The most common technical pitfall of the Tc 99m–radiolabeled erythrocyte scan relates to an imperfect tagging of the blood cells, leaving free Tc 99m pertechnetate in the bloodstream. As described earlier, tagging efficiency is typically very high, especially with the in vitro technique. Common drugs such as heparin, penicillin, and iodinated contrast media interfere with the entry of the reducing agent (Sn⁺⁺) through the red blood cell membrane, however, causing an increased amount of free pertechnetate in the blood.⁵ Also, alternative in vivo labeling techniques may allow a certain amount of free pertechnetate to circulate.

Free pertechnetate appears in the stomach where it is physiologically secreted by the gastric parietal cells (see Fig. 85-2). This activity has an intraluminal configuration and moves antegrade over time. This movement can simulate an upper gastrointestinal bleed. In some instances, an upper gastrointestinal bleed may have been ruled out from a recent endoscopy, or the clinical presentation may not be consistent with one. A static image of the neck also reveals physiologic uptake of pertechnetate in the thyroid gland. After confirmation of the presence of free pertechnetate, the best solution is to allow for it in the interpretation. A brisk lower gastrointestinal bleed should be differentiated easily on dynamic imaging.
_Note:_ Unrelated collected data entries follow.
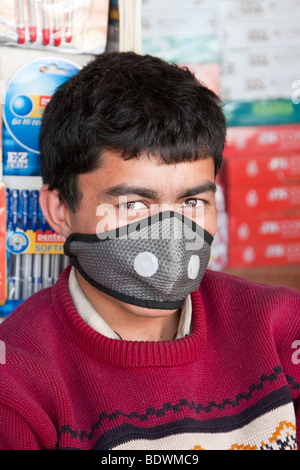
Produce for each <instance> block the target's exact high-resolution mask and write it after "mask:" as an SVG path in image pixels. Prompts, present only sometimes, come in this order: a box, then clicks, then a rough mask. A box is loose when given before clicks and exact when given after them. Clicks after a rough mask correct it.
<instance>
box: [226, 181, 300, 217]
mask: <svg viewBox="0 0 300 470" xmlns="http://www.w3.org/2000/svg"><path fill="white" fill-rule="evenodd" d="M226 207H227V212H228V214H230V215H232V214H234V215H237V214H241V215H244V214H245V213H247V214H249V215H255V214H258V213H271V212H273V213H275V212H281V211H285V212H286V213H291V212H292V211H296V210H298V209H299V208H300V185H291V186H261V187H255V186H252V187H251V186H249V187H247V188H240V187H237V188H236V187H233V188H231V187H229V188H228V189H227V195H226Z"/></svg>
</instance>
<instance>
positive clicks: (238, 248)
mask: <svg viewBox="0 0 300 470" xmlns="http://www.w3.org/2000/svg"><path fill="white" fill-rule="evenodd" d="M299 263H300V242H299V241H298V242H282V243H244V244H240V245H231V244H230V245H229V247H228V266H229V268H247V267H258V266H261V267H262V266H285V265H295V264H299Z"/></svg>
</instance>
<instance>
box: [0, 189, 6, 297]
mask: <svg viewBox="0 0 300 470" xmlns="http://www.w3.org/2000/svg"><path fill="white" fill-rule="evenodd" d="M5 201H6V199H5V185H4V183H0V305H4V303H5V301H6V297H7V282H6V202H5Z"/></svg>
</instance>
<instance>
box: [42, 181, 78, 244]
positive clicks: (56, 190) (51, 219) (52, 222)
mask: <svg viewBox="0 0 300 470" xmlns="http://www.w3.org/2000/svg"><path fill="white" fill-rule="evenodd" d="M40 206H41V209H42V212H43V214H44V216H45V218H46V220H47V222H48V223H49V225H50V227H52V228H53V230H54V231H55V232H56V233H59V234H60V235H62V236H63V237H65V238H67V237H68V236H69V235H70V233H71V226H70V217H69V213H70V209H69V208H68V207H67V204H66V203H64V202H62V201H61V200H60V198H59V195H58V190H57V189H53V190H49V185H47V184H46V185H44V186H43V187H42V189H41V190H40Z"/></svg>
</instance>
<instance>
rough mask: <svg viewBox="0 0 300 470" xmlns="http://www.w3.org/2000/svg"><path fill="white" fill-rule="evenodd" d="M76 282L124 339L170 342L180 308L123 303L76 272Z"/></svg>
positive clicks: (78, 273)
mask: <svg viewBox="0 0 300 470" xmlns="http://www.w3.org/2000/svg"><path fill="white" fill-rule="evenodd" d="M76 275H77V280H78V283H79V285H80V287H81V289H82V291H83V292H84V294H85V295H86V297H87V299H88V300H89V302H90V303H91V304H92V306H93V307H94V309H95V310H96V311H97V312H98V313H99V315H100V316H101V317H102V318H103V320H104V321H105V322H106V323H107V324H108V325H109V326H110V327H111V328H112V329H113V330H114V331H115V332H116V333H117V334H118V335H119V336H120V338H121V339H123V340H126V341H171V340H173V339H174V337H175V335H176V333H177V330H178V325H179V319H180V310H155V309H147V308H143V307H138V306H136V305H130V304H126V303H124V302H121V301H119V300H117V299H115V298H114V297H110V296H108V295H106V294H104V293H103V292H101V291H99V290H98V289H96V288H95V287H93V286H91V285H90V284H89V283H88V282H87V281H86V280H85V279H84V278H83V277H82V276H81V275H80V273H78V272H76Z"/></svg>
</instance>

Another pitfall, related to the physiology of gastrointestinal bleeding itself, is intermittent bleeding. In Tc 99m sulfur colloid scanning (no longer commonly performed), after an initial 20-minute window, the study ceases to be diagnostic because of rapid radiopharmaceutical clearance by the liver. With Tc 99m–radiolabeled erythrocyte scans, however, delayed imaging up to 24 hours is possible. Delayed imaging can solve the problem of bleeding that has stopped temporarily during the initial imaging session.